Domenicali, forse, in quellospeciale contesto da lui profondamente amato, ha avuto l’unica colpa di risultare solo e soltanto un ‘ bravo tecnico’, un ‘bravo manager‘, un ‘bravo ragazzo‘. Bravo, sì, ma non geniale, come devono essere invece gli uomini del Cavallino. Dal primo impiegato, tecnico e progettista che sia,  fin all’ultimo meccanico.In quella scuderia colorata di rosso fuoco si parla d’eccellenze, non d’ordinaria amministrazione. Com’è capitato, purtroppo,ultimamente,  in tante occasioni. Compreso il mondiale  strappato con molta faciloneria ad Alonso e regalato a Vettel, e che nessuno (  non solo della ‘rossa‘) dimenticherà mai.

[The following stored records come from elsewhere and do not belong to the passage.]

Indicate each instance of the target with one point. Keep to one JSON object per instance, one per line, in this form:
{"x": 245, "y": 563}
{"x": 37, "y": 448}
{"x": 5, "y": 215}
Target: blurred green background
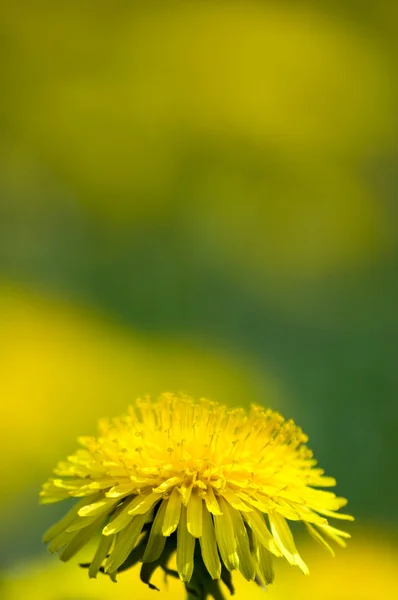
{"x": 200, "y": 196}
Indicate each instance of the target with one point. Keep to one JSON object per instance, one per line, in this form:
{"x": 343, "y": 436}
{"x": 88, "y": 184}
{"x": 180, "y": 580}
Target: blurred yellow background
{"x": 200, "y": 197}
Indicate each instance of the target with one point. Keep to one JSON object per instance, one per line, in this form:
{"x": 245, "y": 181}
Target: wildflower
{"x": 216, "y": 486}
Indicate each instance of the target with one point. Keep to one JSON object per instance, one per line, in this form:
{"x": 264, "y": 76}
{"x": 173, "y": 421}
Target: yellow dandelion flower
{"x": 216, "y": 486}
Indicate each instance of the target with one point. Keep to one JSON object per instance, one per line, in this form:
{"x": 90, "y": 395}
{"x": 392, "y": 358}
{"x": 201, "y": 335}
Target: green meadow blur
{"x": 200, "y": 197}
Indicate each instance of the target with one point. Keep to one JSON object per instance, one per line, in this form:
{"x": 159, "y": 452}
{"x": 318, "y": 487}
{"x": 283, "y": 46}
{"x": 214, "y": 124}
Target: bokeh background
{"x": 200, "y": 196}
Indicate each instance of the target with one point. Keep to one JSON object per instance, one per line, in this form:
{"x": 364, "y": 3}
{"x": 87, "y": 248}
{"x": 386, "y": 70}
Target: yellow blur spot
{"x": 61, "y": 368}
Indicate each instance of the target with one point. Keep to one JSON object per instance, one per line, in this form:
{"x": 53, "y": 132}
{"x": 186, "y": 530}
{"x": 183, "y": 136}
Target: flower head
{"x": 217, "y": 486}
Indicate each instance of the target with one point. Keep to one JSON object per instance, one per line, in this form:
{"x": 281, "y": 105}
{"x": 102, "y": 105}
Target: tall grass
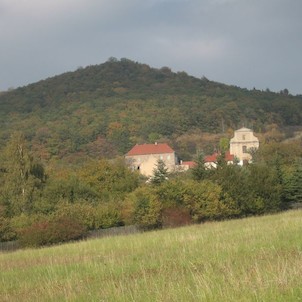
{"x": 253, "y": 259}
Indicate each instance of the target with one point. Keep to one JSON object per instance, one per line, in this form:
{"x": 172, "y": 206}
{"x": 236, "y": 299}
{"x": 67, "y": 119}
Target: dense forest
{"x": 101, "y": 111}
{"x": 62, "y": 171}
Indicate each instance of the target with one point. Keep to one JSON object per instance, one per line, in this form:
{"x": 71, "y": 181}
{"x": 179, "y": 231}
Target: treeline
{"x": 41, "y": 206}
{"x": 102, "y": 111}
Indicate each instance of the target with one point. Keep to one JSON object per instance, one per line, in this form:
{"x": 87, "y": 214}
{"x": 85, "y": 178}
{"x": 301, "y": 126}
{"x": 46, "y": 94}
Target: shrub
{"x": 175, "y": 216}
{"x": 145, "y": 208}
{"x": 107, "y": 215}
{"x": 52, "y": 231}
{"x": 6, "y": 232}
{"x": 82, "y": 212}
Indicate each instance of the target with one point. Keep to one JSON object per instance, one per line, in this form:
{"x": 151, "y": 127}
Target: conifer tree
{"x": 293, "y": 185}
{"x": 19, "y": 178}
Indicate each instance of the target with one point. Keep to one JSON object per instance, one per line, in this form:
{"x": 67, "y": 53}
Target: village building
{"x": 210, "y": 161}
{"x": 144, "y": 158}
{"x": 242, "y": 143}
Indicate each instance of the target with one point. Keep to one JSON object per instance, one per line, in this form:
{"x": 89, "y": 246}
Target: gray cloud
{"x": 241, "y": 42}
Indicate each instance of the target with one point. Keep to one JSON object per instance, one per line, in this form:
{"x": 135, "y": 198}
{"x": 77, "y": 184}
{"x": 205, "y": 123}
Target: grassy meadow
{"x": 252, "y": 259}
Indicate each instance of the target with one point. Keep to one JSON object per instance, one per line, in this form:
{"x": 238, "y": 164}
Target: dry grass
{"x": 254, "y": 259}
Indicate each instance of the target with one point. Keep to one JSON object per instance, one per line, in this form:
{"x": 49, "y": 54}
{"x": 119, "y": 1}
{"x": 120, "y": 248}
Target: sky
{"x": 246, "y": 43}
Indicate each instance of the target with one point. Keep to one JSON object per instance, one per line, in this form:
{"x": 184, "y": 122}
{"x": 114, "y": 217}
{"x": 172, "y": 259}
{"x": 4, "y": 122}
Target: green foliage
{"x": 160, "y": 173}
{"x": 199, "y": 171}
{"x": 144, "y": 208}
{"x": 293, "y": 185}
{"x": 83, "y": 212}
{"x": 59, "y": 229}
{"x": 6, "y": 232}
{"x": 102, "y": 110}
{"x": 21, "y": 177}
{"x": 107, "y": 215}
{"x": 206, "y": 201}
{"x": 108, "y": 178}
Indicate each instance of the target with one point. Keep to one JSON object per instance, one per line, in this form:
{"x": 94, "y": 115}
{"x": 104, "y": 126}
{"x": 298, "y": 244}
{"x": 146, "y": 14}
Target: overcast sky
{"x": 247, "y": 43}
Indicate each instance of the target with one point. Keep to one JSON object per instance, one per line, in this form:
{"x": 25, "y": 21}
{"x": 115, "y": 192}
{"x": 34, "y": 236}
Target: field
{"x": 253, "y": 259}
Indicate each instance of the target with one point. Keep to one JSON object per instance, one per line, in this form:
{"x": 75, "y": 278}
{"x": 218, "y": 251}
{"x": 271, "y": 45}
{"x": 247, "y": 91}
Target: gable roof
{"x": 150, "y": 149}
{"x": 190, "y": 164}
{"x": 213, "y": 157}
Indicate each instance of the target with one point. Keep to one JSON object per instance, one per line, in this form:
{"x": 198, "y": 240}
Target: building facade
{"x": 242, "y": 143}
{"x": 144, "y": 158}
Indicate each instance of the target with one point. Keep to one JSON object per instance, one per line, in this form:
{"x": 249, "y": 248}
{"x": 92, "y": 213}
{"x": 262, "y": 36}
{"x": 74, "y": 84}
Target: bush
{"x": 145, "y": 208}
{"x": 175, "y": 216}
{"x": 107, "y": 215}
{"x": 6, "y": 232}
{"x": 82, "y": 212}
{"x": 52, "y": 231}
{"x": 206, "y": 201}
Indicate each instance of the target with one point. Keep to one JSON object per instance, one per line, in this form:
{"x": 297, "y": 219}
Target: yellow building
{"x": 144, "y": 158}
{"x": 243, "y": 141}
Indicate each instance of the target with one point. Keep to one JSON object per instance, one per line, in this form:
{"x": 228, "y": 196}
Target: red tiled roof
{"x": 191, "y": 164}
{"x": 213, "y": 157}
{"x": 150, "y": 149}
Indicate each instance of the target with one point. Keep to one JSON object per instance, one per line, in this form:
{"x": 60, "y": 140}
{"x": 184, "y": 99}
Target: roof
{"x": 150, "y": 149}
{"x": 213, "y": 157}
{"x": 243, "y": 129}
{"x": 190, "y": 164}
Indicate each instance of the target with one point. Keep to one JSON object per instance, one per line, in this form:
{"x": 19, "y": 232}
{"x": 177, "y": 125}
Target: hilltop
{"x": 102, "y": 110}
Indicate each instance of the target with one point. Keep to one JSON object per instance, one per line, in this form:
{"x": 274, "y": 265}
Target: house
{"x": 144, "y": 158}
{"x": 210, "y": 161}
{"x": 242, "y": 143}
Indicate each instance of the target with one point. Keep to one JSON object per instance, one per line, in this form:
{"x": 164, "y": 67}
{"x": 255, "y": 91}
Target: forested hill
{"x": 103, "y": 110}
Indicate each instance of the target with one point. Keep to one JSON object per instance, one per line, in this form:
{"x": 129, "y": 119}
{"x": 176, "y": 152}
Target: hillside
{"x": 254, "y": 259}
{"x": 102, "y": 110}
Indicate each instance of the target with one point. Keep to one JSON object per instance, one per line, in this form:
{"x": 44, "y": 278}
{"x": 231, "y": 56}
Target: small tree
{"x": 160, "y": 173}
{"x": 199, "y": 171}
{"x": 293, "y": 185}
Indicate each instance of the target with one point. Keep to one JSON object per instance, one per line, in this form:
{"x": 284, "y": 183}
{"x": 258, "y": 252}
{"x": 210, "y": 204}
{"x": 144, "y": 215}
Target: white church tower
{"x": 243, "y": 140}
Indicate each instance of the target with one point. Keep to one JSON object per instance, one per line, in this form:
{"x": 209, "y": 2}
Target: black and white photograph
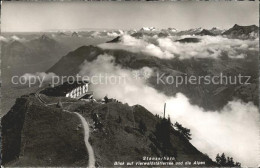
{"x": 130, "y": 84}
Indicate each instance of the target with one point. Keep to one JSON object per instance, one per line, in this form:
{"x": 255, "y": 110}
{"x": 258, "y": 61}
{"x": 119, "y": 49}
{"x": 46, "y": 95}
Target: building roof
{"x": 62, "y": 90}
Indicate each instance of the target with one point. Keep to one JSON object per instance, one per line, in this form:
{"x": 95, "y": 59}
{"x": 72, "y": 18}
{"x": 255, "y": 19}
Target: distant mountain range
{"x": 37, "y": 135}
{"x": 243, "y": 32}
{"x": 31, "y": 55}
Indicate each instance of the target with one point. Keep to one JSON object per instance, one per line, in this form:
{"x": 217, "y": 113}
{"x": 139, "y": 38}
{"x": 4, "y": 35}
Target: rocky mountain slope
{"x": 38, "y": 135}
{"x": 208, "y": 96}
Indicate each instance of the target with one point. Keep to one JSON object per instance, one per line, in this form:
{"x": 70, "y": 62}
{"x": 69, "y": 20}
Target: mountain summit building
{"x": 76, "y": 90}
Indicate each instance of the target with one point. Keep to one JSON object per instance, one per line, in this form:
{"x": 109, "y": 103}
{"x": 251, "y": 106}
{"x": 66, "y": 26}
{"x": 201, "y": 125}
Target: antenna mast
{"x": 164, "y": 110}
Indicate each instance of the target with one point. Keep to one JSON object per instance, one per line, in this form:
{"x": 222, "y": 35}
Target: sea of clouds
{"x": 233, "y": 130}
{"x": 169, "y": 47}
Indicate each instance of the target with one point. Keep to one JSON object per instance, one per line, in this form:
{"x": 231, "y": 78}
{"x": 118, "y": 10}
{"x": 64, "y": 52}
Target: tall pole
{"x": 164, "y": 110}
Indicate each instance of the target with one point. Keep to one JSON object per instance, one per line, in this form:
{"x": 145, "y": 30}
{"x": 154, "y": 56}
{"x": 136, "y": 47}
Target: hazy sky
{"x": 42, "y": 16}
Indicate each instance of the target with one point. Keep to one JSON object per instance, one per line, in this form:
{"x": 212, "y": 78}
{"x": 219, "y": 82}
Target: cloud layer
{"x": 167, "y": 48}
{"x": 233, "y": 130}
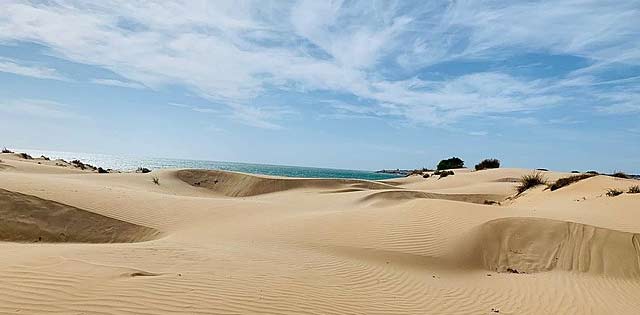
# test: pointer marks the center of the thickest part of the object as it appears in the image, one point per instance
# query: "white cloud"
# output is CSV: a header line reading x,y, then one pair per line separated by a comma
x,y
39,108
234,52
118,83
13,66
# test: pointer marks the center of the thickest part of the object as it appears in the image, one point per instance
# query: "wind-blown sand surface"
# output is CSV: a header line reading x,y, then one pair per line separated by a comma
x,y
211,242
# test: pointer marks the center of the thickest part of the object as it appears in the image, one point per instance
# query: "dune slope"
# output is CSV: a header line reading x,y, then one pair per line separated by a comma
x,y
31,219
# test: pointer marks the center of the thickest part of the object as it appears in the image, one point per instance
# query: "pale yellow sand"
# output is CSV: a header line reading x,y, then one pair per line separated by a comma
x,y
227,243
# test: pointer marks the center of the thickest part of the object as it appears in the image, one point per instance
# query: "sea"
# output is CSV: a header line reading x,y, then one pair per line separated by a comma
x,y
131,163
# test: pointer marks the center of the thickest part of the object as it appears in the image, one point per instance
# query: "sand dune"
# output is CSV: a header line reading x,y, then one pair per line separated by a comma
x,y
30,219
530,245
266,245
400,195
242,185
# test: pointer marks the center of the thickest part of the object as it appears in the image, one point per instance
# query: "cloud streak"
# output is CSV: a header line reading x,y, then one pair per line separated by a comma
x,y
234,53
15,67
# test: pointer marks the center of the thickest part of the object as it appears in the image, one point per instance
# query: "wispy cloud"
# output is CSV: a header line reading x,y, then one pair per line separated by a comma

Il nuovo team principal della Ferrari è stato individuato in Marco Mattiacci, attuale presidente e amministratore delegato di Ferrari North America. Mattiacci, 43 anni, romano, sposato, ha tre figli ed è in Ferrari dal 2001. Dal 2002 si è occupato delle attività legate al marchio in Nordamerica, dal 2007 al 2009 ha lavorato in estremo oriente, in Giappone e poi in Cina dove ha seguito il lancio Ferrari. Dal 2010 è ad di Ferrari North America, mercato fondamentale per l’azienda, seguendo lo sviluppo delle Corse Clienti, favorendo la crescita del Ferrari Challenge North America e assistendo i clienti nelle competizioni Endurance. Dicono abbia una spiccata tendenza alla mediazione. Vedremo se basterà, perchè non è solo di quella che necessita la ‘rossa’.